Gerhard Richter German, 1932
"I'm still very sure that painting is one of the most basic human capacities, like dancing and singing, that make sense, that stay with us, as something human"
-Gerhard Richter
Gerhard Richter is a German visual artist, who's body of work includes abstract as well as photorealistic paintings, in addition to photography and glass pieces. Richter is considered among the most influential living artists. Richter's experiments with abstraction and photo-based painting greatly contributed to the history of the medium. Culling from his vast image archive known as the Atlas, Richter's paintings reference images of his daughter Betty, flickering candles, aerial photographs, portraits of criminals, and pastoral landscapes. "Pictures are the idea in visual or pictorial form," he reflected. "And the idea has to be legible, both in the individual picture and in the collective context."

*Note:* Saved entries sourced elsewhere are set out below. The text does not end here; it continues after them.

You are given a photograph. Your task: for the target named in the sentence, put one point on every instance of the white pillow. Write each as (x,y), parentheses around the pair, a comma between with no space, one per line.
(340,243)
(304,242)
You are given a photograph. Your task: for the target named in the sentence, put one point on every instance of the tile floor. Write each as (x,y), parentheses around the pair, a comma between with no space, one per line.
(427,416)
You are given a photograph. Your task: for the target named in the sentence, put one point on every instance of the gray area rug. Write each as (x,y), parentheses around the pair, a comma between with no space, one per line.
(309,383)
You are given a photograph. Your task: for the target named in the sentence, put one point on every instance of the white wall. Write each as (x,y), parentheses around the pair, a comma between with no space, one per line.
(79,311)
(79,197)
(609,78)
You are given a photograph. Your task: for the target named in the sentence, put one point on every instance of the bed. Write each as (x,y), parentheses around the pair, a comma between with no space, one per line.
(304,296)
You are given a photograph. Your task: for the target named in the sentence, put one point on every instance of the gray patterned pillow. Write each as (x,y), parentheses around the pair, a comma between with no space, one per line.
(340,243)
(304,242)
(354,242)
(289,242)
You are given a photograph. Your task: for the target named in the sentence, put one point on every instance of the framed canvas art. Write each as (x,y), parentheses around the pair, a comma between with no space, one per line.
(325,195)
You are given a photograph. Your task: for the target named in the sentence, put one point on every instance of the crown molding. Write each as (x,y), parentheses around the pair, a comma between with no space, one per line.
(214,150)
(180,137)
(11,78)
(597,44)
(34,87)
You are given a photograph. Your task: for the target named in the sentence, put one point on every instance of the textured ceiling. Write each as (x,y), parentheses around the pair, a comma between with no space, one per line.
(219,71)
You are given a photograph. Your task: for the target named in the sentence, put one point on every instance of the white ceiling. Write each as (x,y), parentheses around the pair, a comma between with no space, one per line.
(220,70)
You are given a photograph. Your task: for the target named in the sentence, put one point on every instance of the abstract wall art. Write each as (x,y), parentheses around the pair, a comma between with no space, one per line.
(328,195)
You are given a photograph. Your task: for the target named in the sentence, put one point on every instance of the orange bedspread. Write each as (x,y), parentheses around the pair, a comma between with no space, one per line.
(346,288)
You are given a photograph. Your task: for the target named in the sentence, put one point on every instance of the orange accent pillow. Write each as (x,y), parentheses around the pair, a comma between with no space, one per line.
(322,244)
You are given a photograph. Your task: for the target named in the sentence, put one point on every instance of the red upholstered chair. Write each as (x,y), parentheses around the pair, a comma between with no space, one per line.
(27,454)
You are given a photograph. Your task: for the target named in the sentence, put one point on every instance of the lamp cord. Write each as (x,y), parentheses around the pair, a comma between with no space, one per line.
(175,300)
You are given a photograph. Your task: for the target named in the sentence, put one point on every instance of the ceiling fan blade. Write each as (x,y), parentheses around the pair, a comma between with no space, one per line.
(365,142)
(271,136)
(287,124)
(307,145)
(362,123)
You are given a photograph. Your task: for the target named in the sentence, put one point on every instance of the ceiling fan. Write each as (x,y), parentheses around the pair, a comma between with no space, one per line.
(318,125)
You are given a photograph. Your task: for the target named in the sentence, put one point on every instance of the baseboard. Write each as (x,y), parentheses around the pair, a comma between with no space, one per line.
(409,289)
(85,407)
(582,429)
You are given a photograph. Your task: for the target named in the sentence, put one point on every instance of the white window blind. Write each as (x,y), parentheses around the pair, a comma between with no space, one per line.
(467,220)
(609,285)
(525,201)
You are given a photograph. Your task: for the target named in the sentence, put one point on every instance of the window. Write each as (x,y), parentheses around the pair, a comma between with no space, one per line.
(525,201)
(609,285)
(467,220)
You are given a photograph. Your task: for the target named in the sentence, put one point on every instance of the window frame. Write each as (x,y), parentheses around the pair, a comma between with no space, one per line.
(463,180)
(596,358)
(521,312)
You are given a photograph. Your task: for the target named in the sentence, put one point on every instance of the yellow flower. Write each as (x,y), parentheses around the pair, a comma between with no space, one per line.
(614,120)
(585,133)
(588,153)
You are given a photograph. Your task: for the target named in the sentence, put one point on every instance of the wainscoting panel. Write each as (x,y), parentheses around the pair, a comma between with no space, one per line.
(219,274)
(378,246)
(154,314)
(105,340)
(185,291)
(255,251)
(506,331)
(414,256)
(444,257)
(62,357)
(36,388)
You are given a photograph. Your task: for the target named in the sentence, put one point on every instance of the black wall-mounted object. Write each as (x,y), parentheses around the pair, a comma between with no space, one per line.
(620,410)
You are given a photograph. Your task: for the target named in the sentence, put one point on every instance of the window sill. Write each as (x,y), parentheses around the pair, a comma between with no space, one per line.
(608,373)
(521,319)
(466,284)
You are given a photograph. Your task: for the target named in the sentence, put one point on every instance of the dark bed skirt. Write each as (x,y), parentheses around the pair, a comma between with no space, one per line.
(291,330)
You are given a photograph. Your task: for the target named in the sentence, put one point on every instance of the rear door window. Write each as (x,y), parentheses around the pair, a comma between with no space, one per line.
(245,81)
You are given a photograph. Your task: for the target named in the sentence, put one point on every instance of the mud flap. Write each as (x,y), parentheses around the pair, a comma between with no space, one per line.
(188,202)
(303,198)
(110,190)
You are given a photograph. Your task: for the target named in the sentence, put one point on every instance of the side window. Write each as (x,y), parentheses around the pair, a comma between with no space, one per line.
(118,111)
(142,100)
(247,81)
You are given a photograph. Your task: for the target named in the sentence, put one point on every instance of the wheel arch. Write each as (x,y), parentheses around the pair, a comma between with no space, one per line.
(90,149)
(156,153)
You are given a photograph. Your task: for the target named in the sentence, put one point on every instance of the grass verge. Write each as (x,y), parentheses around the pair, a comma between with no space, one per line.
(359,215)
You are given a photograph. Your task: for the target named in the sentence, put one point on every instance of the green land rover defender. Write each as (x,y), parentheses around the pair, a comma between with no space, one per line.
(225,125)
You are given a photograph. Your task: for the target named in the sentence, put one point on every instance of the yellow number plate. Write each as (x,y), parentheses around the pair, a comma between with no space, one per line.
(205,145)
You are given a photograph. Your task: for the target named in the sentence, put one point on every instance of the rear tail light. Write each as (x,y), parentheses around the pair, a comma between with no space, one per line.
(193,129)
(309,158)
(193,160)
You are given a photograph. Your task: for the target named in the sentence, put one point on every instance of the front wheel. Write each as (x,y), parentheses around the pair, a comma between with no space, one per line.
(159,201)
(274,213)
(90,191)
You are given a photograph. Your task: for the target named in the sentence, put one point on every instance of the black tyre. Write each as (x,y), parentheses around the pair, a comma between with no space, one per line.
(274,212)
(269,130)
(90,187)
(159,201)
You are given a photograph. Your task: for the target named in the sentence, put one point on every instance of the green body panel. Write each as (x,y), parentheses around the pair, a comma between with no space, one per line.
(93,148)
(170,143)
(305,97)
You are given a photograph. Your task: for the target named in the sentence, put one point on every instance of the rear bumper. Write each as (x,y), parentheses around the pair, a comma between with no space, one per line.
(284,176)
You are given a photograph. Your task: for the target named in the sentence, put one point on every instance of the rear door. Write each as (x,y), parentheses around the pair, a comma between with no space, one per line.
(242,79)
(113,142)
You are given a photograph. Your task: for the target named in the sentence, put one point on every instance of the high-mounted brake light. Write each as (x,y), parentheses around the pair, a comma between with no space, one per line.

Born on February 9, 1932 in Dresden, Germany during the rise of the Nazi regime. After World War II, living in East Germany under Soviet rule, Richter learned to produce of highly realistic Socialist Realist murals. In 1961, Richter fled to West Germany, where he studied at the Kunstakademie Düsseldorf alongside Sigmar Polke. During this time, the artist first began producing blurred photo-paintings. The works explore the conflicting nature of an image's formal make up and the content it contains.
Richter introduced abstraction to his repertoire in the following decades, analyzing painterly expression through a technique of squeegeeing paint over the canvas.
The artist currently lives and works in Cologne, Germany. Today, his works are held in the collections of the Art Institute of Chicago, The Museum of Modern Art in New York, the Tate Gallery in London, and the Albertina in Vienna, among others.